The Geminid meteor shower 2012, the final major meteor shower of every year and likely to be the best, peaks overnight Dec. 13 and Dec. 14, and you may be able to see a great show on either side of those dates.
If you liked the Orionids Meteor Shower in October, you should love this sky show. NASA reports that the Geminids are a relatively young meteor shower, with the first sightings occurring in the 1830s with rates of about 20 per hour.
Over the decades the rates have increased, regularly spawning between 80 and 120 per hour at its peak on a clear evening.
Tips for best viewing
"With no moon to ruin the show, 2012 presents a most favorable year for watching the grand finale of the meteor showers," Earthsky reports. "Best viewing of the Geminids will probably be from about 1 a.m. to 3 a.m. on December 14."
Here are some viewing tips:
To watch meteors, you need a dark sky. So, if you care to join thousands across the nation in viewing the shower, park yourself at a good viewing spot, like Golden Valley's Theodore Wirth Park, and enjoy the show.
More tips for viewing, from Earthsky.org:
You can comfortably watch meteors from many places, assuming you have a dark sky: your back yard or deck, the hood of your car, the side of a road. Consider a blanket or reclining lawn chair, a thermos with a hot drink, binoculars for gazing along the pathway of the Milky Way. Be sure to dress warmly enough.
What are the Geminids?
The Geminid meteor shower is named after the constellation Gemini, which is located in roughly the same point of the night sky where the Geminid meteor shower appears to originate.

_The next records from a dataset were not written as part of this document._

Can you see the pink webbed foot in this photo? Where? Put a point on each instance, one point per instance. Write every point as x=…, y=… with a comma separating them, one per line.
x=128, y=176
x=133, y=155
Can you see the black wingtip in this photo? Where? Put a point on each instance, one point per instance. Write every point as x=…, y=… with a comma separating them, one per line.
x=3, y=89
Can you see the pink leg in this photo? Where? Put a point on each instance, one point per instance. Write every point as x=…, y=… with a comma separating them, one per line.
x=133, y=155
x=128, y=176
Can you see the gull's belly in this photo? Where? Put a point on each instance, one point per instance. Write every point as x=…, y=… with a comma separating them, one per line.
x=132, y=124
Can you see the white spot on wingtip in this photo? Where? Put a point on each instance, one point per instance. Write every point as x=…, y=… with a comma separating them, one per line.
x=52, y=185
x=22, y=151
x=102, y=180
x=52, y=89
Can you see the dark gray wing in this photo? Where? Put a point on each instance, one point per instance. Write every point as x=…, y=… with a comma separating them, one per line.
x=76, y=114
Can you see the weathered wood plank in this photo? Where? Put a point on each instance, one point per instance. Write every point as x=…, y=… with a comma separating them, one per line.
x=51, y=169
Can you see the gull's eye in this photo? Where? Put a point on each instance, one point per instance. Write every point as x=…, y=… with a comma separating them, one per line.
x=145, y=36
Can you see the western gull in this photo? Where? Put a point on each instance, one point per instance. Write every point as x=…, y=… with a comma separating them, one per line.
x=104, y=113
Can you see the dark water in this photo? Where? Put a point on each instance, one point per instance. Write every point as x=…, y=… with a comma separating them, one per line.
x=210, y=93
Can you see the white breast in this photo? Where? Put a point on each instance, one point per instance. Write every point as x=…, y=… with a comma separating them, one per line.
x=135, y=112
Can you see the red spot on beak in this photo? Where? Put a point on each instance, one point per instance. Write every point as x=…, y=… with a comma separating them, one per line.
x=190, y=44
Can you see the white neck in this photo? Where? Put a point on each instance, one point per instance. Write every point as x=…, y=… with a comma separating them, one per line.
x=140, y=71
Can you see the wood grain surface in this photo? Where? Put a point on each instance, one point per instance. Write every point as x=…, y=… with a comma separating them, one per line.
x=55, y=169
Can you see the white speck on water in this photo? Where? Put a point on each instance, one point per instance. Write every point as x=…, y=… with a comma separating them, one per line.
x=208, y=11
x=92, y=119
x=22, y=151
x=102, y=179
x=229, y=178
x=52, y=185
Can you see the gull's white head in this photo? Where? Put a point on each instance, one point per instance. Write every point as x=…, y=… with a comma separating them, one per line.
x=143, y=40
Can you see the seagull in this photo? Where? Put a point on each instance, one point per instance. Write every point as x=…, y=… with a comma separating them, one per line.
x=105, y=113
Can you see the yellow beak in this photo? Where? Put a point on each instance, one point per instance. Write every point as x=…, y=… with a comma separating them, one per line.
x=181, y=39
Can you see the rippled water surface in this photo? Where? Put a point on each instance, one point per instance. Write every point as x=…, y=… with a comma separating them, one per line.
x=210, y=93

Geminids are pieces of debris from 3200 Phaethon, basically a rocky skeleton of a comet that lost most of its meat and skin—its outer covering of ice—after too many close encounters with the sun.

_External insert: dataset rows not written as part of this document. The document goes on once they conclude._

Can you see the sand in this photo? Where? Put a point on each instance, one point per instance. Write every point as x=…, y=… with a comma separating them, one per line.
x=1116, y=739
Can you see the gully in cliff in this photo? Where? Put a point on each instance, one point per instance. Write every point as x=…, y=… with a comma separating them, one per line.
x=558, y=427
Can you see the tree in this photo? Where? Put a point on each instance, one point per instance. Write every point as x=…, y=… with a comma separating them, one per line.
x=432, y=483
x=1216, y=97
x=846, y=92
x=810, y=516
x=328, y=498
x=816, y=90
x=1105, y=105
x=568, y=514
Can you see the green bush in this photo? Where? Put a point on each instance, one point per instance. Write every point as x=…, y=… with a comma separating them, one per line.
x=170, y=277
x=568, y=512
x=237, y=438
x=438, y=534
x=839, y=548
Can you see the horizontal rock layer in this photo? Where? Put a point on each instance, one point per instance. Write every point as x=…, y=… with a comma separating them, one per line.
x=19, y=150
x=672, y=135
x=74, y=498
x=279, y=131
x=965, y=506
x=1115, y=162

Most meteors meet the Earth's atmosphere, burning up in a brilliant light show, when the planet passes through the tail of a comet as the comet's orbit nears the Earth.

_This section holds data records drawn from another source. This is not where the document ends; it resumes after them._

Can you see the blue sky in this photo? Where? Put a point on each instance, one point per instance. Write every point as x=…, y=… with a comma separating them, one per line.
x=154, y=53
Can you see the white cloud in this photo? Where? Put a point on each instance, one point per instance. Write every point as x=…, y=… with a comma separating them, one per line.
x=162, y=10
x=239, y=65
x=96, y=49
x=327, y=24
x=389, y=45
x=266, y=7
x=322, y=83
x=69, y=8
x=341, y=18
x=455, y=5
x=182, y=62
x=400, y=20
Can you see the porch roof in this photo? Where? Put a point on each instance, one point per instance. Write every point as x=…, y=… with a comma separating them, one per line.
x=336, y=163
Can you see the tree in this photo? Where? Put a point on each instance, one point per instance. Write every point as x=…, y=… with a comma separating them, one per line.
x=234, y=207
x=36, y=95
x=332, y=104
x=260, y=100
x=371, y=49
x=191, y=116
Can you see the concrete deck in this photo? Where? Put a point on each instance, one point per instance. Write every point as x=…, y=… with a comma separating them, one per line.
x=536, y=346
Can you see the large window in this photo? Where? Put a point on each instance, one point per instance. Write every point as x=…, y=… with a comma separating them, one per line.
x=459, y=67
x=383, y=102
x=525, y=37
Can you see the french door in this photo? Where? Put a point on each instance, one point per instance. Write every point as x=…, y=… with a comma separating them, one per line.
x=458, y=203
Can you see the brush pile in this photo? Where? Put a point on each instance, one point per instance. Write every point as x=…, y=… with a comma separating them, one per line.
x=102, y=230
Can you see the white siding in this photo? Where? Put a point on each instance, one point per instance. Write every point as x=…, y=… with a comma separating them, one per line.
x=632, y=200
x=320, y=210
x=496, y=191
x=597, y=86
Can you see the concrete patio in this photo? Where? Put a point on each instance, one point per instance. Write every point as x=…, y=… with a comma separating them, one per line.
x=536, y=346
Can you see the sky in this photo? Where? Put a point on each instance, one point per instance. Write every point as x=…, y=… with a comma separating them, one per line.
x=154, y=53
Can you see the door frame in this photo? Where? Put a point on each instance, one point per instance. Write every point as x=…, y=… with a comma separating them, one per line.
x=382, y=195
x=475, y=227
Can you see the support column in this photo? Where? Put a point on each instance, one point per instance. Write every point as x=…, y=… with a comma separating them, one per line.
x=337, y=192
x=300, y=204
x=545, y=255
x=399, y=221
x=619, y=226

Strangely, the Geminids appear not when a comet's tail swings by, but when the Earth comes in contact with the particles associated with an indistinct, rocky object that doesn't have a tail, detected by NASA in 1983 and named 3200 Phaethon. Scientists speculate that 3200 Phaethon may be a chip from a nearby asteroid.
Are the predictions for the 2012 showers reliable? Although astronomers have tried to publish exact predictions in recent years, meteor showers remain notoriously unpredictable.
Your best bet is to go outside at the suggested time—and hope.